No dia 3 de abril, a Federação das Indústrias de Santa Catarina lançou o programa Polo de Descarbonização, com a meta de tratar 100% das fezes de suínos nos próximos 10 anos, entre outros desafios para cumprir os acordos de redução de emissão de gases de efeito estufa. Não parece exequível, mas aponta para uma direção.
“O aproveitamento de resíduos industriais é um nicho importante e inovador no Brasil, abrindo novos caminhos para o emergente mercado de biogás”, diz Heleno Quevedo.
O grupo empresarial Cetric nasceu em 2001 com uma missão distinta: tratar dos resíduos da agroindústria próxima e de outras fontes menores, desde a avaliação e recolha até ao transporte, processamento e eliminação.

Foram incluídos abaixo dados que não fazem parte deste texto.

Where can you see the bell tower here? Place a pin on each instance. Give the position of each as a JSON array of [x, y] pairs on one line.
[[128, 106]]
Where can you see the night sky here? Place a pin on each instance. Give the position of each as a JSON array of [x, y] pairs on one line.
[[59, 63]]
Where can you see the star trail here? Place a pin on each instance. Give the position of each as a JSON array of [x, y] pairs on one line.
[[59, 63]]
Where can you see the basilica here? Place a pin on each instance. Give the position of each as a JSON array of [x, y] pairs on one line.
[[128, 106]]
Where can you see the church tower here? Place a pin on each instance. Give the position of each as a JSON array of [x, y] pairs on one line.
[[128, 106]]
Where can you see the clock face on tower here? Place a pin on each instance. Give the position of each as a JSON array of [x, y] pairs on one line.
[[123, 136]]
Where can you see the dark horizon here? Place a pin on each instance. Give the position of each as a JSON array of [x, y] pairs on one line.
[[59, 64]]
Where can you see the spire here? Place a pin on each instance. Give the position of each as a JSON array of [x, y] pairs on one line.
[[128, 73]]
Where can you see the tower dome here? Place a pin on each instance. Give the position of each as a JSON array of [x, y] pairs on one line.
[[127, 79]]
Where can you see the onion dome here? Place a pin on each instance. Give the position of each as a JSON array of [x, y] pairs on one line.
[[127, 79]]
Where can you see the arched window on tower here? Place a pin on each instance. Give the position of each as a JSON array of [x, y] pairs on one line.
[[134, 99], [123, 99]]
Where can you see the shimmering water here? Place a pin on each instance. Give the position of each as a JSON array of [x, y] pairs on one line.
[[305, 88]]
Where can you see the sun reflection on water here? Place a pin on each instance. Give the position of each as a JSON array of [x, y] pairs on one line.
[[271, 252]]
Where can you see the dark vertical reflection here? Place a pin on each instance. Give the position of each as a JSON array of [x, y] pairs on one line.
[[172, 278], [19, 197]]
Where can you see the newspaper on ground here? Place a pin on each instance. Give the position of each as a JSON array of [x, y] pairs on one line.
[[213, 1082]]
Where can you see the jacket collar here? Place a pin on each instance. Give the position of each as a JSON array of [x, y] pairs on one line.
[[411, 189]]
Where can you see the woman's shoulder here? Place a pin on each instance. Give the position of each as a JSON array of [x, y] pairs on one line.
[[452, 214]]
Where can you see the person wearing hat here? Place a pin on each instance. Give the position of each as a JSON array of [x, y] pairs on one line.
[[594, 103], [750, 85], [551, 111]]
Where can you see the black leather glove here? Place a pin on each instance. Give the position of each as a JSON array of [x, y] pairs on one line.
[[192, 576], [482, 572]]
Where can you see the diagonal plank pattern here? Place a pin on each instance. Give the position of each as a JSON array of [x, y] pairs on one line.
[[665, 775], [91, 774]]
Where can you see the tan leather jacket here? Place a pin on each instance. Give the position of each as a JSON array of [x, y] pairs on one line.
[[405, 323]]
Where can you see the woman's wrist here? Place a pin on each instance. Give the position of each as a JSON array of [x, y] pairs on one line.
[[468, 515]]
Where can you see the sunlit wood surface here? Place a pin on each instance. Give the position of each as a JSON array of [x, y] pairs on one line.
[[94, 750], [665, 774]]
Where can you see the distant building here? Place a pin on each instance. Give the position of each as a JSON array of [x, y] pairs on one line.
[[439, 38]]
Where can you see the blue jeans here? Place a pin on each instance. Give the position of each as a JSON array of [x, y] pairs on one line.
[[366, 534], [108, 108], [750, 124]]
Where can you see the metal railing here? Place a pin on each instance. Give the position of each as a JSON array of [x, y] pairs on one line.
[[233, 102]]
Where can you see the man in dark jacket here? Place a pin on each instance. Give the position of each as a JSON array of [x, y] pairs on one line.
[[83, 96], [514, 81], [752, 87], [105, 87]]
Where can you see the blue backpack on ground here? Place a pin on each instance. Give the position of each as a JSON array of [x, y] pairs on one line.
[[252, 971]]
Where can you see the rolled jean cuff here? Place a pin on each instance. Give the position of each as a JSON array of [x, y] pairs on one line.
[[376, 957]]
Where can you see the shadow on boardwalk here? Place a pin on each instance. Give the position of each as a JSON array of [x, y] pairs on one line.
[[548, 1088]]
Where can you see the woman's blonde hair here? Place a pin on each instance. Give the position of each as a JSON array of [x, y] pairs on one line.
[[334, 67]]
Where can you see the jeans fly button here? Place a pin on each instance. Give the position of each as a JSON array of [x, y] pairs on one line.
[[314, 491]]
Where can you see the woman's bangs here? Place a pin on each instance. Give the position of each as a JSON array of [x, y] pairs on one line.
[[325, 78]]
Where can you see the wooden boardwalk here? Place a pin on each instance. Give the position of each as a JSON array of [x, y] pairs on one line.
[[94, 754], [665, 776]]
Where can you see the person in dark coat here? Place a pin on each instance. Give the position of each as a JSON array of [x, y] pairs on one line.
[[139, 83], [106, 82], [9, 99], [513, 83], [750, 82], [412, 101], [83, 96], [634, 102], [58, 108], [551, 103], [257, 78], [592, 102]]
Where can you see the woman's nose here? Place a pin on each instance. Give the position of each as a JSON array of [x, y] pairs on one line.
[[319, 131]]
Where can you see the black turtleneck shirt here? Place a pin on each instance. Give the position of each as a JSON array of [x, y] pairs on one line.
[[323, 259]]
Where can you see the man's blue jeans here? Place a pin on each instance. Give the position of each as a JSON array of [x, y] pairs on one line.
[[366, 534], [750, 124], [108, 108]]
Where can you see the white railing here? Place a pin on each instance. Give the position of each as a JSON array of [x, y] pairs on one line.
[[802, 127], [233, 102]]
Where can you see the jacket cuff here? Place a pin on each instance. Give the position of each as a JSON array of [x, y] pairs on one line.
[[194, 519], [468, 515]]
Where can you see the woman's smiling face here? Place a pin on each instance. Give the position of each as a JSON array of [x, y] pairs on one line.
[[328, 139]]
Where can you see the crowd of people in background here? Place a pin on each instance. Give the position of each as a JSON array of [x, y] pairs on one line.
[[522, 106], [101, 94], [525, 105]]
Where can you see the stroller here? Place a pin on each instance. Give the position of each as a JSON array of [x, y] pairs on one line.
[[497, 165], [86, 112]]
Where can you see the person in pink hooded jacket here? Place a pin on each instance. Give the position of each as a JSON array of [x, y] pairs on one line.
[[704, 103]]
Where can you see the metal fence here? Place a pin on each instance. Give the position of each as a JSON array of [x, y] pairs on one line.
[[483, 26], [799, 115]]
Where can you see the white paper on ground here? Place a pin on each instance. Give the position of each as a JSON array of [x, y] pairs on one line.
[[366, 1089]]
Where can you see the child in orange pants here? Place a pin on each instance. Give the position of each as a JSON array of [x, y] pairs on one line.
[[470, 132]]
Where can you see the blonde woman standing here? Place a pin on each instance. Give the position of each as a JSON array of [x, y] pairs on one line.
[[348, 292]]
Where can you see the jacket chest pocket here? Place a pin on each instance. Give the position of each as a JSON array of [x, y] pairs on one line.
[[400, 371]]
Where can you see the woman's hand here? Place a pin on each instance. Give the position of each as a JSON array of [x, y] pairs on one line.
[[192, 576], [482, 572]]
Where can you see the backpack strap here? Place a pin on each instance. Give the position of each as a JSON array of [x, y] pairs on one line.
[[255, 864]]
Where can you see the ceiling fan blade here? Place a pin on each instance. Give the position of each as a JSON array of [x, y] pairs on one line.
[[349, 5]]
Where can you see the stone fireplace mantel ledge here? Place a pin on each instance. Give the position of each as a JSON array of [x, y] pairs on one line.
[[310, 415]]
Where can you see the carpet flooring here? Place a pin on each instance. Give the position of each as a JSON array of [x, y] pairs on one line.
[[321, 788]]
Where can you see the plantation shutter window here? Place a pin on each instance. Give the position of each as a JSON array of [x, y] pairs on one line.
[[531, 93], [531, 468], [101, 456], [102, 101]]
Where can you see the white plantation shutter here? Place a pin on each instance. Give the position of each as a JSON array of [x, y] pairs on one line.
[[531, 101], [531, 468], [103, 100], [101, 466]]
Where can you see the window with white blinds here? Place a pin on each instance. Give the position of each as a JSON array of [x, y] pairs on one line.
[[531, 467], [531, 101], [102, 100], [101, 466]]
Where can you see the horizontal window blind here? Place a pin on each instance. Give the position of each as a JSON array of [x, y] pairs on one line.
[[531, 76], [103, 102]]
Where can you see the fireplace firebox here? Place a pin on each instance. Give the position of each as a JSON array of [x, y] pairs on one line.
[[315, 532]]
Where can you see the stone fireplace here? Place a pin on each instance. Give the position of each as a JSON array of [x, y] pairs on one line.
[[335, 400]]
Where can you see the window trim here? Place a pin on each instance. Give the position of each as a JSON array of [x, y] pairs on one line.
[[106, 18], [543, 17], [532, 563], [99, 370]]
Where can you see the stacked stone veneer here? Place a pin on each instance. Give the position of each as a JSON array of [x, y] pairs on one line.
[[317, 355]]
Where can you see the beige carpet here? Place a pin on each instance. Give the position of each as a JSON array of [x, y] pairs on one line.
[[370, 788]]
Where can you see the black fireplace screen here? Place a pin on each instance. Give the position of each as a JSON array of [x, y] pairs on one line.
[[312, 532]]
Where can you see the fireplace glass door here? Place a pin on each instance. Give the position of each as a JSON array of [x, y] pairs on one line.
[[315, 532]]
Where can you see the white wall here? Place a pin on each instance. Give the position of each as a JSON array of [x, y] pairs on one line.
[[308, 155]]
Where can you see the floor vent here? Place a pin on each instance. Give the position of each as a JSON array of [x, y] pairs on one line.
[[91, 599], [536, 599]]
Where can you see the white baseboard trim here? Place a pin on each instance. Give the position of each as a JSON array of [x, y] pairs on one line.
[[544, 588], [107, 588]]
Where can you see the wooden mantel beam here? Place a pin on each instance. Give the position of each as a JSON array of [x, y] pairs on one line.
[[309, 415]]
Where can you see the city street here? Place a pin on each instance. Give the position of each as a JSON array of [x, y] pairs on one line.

Em seguida, expandiu-se nacionalmente. Hoje está presente em 12 dos 26 estados brasileiros, com quatro Ecoparques Bioenergia, incluindo o inicial em Chapecó, 17 unidades de transbordo com galpões e 19 equipes de emergência em pontos estratégicos.
“O uso de resíduos industriais é um nicho importante e inovador no Brasil, abrindo novos caminhos para o nascente mercado de biogás”, disse Heleno Quevedo, engenheiro de energia e criador do portal de notícias Energia e Biogás, em entrevista por telefone à IPS de Santo André, cidade próxima a São Paulo, também no sul.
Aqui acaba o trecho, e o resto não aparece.